From “Fictive ...”

try again. so the lesson goes. less a foot. an arm. an eye. easier to lose one of two, to split a pair, to untwine.

other injuries are more difficult. a broken septum, an amputated tongue. consider the spleen. once ruptured the body is maligned, capillaries flooded with something other than. the greeks considered the spleen the organ of compassion, but the french recognized melancholy, the mottled flesh, the ache of. it is not, after all, the heart but the spleen that is the source of our greatest suffering. the heart is that which we cannot live without. it must be whole, intact. if our heart breaks, truly breaks, it must be replaced. but the spleen, that abalone nestled behind, within, can be carved down to a sliver of itself. it can live on somehow, a mere fragment of.
 


every day dawn finds herself naked and wonders if she has not in fact lost herself entirely in the night, her clothes, precepts, selfhood. what comes of a preposition, of love, some penetrated interiority. in this new and sudden opening, there is the fragile pink of sky, the lip of wind. dawn is not alone in her discomfort. the sun too is heavy with the previous day’s misfortunes. neither can bear the tentative movement of the other. she would withdraw safely into the darkness but sun is thick limbed, blocking the door. dawn walks backward toward the window, her legs shimmering with light. she will fall — she always does — upward, into the buoyancy of it. there will be witnesses. it does not matter who. for dawn there is only the swarm of light, the heady rush of it. everything else is incidental.
 


there is a story we tell. a story about suffering. not because we are only suffering, but because that is the story we have been taught to tell. take a beetle for instance. it talks of nothing other than the leaf it chews. the angularity of it. the soft brush underneath. there are many beetles. far more than there are humans. somehow our voices always drown them out. take crows for instance. they have been known to fish. not with their beaks but with fiberglass poles left idle by drunken fishermen. or maybe they are just sleeping. either way the crow speaks only of fish. the cold flesh. the fragile meat. in the story i tell myself there are often buffalo. not because they are prolific, but because they occupy the expanse of my memory, its continent. the buffalo are only a metaphor. snow is also a metaphor. bodies blanketed in white. freezing. we are all rigid with it. the story. tell something different. something about the rain. the sound of it. like walking skyward. away from one’s origins. what has been culled from one atmosphere falling gently into another.

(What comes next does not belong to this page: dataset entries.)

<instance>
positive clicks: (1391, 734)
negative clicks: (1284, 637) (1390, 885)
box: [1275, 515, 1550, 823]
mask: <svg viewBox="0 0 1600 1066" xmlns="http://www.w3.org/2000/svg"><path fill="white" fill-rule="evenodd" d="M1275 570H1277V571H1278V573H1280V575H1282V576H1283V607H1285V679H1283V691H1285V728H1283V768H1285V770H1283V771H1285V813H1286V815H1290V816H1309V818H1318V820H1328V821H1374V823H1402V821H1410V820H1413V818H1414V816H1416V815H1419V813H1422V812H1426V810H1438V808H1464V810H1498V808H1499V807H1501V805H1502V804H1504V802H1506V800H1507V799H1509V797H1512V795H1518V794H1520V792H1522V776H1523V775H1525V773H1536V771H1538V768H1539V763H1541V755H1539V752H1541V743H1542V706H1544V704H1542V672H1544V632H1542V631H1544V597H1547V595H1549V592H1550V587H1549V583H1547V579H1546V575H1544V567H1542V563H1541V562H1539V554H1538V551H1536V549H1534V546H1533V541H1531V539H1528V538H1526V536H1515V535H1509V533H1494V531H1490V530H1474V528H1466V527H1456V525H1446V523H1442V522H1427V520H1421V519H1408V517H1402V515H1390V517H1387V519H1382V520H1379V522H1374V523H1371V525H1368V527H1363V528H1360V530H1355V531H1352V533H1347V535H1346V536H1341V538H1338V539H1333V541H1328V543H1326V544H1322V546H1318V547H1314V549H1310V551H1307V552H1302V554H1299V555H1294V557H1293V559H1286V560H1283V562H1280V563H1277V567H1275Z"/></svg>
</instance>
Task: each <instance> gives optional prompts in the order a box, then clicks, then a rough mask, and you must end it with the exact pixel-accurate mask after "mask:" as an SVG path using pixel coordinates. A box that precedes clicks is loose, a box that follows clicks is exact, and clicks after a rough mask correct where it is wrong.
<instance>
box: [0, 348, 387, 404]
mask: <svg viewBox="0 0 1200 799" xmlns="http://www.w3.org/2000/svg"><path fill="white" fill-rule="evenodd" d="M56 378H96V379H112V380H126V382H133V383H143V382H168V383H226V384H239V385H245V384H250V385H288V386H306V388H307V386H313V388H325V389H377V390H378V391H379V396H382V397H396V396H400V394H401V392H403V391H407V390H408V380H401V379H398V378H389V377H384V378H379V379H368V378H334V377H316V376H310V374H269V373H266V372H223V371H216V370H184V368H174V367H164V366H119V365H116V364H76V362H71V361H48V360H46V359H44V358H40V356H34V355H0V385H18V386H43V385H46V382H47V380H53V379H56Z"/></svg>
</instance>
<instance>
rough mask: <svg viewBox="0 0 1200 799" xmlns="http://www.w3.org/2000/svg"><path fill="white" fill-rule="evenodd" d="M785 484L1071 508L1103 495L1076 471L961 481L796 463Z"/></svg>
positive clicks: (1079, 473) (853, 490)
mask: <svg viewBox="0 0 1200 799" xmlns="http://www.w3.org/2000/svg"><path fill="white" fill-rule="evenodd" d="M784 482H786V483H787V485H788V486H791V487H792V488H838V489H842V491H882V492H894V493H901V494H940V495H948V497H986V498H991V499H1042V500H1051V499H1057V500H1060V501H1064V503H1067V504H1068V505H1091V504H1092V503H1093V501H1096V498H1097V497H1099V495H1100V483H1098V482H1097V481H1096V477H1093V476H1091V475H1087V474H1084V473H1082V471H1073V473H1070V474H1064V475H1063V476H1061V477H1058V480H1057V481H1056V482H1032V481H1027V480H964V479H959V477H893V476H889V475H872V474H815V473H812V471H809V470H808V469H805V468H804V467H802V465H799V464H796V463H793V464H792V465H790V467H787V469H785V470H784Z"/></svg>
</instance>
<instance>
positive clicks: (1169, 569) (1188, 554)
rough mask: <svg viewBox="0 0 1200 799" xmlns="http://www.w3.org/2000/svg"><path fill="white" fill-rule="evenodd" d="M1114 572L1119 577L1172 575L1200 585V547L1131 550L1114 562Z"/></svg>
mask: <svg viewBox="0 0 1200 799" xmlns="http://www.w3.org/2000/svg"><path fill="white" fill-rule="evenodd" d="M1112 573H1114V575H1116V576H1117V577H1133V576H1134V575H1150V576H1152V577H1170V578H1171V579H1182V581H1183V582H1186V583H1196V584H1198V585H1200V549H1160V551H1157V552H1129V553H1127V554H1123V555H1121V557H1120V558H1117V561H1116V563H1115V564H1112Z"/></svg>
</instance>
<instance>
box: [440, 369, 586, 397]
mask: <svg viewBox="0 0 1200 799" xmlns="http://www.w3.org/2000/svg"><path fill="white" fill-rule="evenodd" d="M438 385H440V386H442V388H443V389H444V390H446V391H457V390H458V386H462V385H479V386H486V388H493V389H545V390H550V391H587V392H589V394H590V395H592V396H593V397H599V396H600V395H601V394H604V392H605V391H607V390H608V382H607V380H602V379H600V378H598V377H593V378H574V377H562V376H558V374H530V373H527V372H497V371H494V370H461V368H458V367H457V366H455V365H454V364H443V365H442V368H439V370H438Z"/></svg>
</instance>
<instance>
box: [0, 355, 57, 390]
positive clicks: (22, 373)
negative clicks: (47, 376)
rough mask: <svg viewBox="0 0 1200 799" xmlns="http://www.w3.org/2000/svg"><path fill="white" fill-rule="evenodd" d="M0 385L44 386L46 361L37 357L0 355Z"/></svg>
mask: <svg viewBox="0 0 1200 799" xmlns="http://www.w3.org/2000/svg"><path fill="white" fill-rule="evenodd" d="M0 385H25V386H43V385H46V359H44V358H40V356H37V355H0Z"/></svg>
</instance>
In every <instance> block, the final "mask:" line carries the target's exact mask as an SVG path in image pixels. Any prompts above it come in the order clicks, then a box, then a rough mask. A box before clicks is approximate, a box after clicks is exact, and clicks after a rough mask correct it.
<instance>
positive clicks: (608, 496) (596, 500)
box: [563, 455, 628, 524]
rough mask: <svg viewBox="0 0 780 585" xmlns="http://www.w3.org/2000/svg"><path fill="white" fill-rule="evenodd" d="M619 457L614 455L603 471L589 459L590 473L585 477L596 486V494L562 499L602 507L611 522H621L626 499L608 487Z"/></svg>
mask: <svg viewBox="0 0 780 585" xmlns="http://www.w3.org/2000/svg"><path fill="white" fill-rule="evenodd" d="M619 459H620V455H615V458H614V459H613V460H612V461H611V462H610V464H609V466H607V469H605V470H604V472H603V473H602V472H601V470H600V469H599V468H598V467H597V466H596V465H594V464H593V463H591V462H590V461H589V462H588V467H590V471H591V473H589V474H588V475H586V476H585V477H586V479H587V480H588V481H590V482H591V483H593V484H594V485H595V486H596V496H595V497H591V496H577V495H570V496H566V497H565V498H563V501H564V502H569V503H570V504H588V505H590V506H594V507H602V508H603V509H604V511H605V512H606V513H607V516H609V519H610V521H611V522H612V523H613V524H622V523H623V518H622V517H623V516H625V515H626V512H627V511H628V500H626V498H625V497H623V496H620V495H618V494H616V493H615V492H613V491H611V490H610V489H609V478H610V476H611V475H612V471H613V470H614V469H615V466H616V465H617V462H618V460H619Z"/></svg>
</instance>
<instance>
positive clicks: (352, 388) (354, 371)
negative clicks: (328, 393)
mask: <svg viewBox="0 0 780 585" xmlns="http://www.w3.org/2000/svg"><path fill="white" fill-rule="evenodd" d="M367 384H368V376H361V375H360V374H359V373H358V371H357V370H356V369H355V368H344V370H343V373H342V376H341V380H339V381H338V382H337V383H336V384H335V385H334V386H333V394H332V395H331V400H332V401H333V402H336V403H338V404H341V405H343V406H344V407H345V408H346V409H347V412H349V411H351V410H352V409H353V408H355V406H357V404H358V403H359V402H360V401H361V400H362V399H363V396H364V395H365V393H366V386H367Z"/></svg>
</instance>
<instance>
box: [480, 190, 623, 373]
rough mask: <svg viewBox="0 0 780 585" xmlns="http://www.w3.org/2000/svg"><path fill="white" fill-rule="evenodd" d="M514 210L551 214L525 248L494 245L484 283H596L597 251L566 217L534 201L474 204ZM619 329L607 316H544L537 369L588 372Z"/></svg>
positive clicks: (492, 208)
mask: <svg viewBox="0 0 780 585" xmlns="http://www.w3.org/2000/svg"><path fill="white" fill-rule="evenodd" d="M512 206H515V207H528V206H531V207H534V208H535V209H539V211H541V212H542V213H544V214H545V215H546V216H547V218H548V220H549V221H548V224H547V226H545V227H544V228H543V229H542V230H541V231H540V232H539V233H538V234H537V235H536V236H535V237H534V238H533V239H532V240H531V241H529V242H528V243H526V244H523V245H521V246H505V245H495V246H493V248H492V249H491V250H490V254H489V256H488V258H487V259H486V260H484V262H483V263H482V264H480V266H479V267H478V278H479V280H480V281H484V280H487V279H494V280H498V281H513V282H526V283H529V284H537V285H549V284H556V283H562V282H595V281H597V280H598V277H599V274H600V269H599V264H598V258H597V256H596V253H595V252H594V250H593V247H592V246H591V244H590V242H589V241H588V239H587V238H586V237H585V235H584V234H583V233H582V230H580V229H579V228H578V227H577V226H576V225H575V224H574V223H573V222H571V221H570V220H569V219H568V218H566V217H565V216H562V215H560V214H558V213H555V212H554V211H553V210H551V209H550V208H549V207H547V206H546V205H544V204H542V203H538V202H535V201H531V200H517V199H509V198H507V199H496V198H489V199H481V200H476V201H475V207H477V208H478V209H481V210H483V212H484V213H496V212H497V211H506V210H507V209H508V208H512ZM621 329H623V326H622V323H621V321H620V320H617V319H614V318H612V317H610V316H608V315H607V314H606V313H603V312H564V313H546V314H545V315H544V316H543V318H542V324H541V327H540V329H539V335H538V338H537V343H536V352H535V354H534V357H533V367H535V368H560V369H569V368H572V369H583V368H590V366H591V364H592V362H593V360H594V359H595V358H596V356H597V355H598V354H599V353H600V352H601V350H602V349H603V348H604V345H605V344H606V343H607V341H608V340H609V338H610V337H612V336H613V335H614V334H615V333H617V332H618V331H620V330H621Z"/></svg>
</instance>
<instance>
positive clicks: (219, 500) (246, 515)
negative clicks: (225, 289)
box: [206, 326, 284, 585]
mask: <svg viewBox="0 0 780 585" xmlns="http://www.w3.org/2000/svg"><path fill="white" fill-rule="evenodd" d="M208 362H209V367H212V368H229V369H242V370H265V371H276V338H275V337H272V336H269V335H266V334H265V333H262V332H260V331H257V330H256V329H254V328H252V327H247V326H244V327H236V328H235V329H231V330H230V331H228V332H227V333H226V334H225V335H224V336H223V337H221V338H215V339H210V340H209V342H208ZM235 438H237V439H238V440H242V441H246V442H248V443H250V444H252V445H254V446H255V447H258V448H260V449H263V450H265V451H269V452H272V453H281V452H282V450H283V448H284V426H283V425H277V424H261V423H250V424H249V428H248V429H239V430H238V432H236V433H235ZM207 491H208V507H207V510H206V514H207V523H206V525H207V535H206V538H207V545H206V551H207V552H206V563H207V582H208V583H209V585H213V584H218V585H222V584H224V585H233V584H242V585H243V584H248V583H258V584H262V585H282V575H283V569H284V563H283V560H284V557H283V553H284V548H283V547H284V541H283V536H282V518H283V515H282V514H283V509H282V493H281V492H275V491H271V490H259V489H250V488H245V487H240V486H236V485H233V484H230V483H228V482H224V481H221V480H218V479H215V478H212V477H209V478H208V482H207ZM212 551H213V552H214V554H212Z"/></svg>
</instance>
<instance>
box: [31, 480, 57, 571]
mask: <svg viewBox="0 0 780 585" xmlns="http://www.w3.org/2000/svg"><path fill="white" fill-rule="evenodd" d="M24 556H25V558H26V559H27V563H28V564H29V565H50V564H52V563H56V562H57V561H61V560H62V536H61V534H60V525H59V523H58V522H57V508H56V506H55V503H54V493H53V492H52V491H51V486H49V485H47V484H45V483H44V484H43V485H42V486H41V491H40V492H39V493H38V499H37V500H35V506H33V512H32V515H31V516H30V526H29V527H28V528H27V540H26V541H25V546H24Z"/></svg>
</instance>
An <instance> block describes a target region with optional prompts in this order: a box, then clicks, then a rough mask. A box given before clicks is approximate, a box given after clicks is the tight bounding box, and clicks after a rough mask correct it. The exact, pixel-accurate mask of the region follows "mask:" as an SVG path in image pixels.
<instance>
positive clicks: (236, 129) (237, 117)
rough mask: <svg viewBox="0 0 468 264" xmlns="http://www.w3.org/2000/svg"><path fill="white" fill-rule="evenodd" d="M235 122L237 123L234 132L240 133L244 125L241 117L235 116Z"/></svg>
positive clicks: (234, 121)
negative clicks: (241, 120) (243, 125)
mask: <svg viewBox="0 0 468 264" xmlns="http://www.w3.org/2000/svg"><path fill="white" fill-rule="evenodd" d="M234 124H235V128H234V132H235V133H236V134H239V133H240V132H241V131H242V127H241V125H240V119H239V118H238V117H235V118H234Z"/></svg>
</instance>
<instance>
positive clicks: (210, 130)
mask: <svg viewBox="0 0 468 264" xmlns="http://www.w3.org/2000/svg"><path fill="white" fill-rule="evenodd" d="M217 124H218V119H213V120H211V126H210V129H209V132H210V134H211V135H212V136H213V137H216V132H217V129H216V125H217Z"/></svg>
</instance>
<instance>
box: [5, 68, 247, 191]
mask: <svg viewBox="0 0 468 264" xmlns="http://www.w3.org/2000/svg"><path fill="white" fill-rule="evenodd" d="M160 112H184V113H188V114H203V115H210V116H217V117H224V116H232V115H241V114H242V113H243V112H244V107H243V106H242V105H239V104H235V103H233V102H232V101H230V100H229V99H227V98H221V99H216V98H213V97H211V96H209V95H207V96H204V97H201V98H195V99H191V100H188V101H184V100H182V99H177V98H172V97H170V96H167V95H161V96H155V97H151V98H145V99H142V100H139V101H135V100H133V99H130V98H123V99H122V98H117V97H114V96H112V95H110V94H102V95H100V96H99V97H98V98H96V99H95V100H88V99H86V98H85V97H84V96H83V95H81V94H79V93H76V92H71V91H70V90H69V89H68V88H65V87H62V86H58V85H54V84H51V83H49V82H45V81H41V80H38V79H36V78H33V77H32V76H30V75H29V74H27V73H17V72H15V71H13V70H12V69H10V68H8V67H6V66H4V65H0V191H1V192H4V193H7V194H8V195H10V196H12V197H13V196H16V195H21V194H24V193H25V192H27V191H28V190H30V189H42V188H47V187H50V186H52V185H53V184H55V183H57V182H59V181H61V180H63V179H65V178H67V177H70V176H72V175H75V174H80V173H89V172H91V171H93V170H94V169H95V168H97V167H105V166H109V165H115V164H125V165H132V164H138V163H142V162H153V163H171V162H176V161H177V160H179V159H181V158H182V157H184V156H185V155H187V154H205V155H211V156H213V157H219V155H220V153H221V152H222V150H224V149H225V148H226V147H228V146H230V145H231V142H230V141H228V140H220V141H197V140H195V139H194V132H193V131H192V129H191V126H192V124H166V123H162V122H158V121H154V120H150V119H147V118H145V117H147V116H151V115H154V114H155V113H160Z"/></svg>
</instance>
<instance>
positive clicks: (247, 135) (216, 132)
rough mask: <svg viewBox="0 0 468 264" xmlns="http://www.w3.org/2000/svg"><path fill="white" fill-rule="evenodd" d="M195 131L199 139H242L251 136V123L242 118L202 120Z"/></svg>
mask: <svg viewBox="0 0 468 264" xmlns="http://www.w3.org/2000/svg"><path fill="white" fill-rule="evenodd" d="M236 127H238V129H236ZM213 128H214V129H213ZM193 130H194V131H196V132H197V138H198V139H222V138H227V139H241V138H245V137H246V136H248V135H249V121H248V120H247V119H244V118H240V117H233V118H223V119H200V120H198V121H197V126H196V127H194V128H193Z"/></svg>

energy is an attribute of objects. we often mistake the boulder for something other than. he is drawn to the laboratory dome, a concrete formation sitting cross-legged on the mountainside. as if protesting movement. as if unmovable. he finds breathing difficult, the opening and closing. he avoids people who demand such things. there are those who objected to nuclear fission, to anything being split in two. inside the concrete building, he finds the guts of the machine, metal tentacles wrapping around the bulbous head of an octopus. he stations himself at the tentacle’s tip and measures the distance electrons travel when driven from their source. a hundred years ago scientists believed that fission could split the world into sequences of light. they were right. he scatters particles, drives elements far from their nucleus. to create such structural injury. we continue to.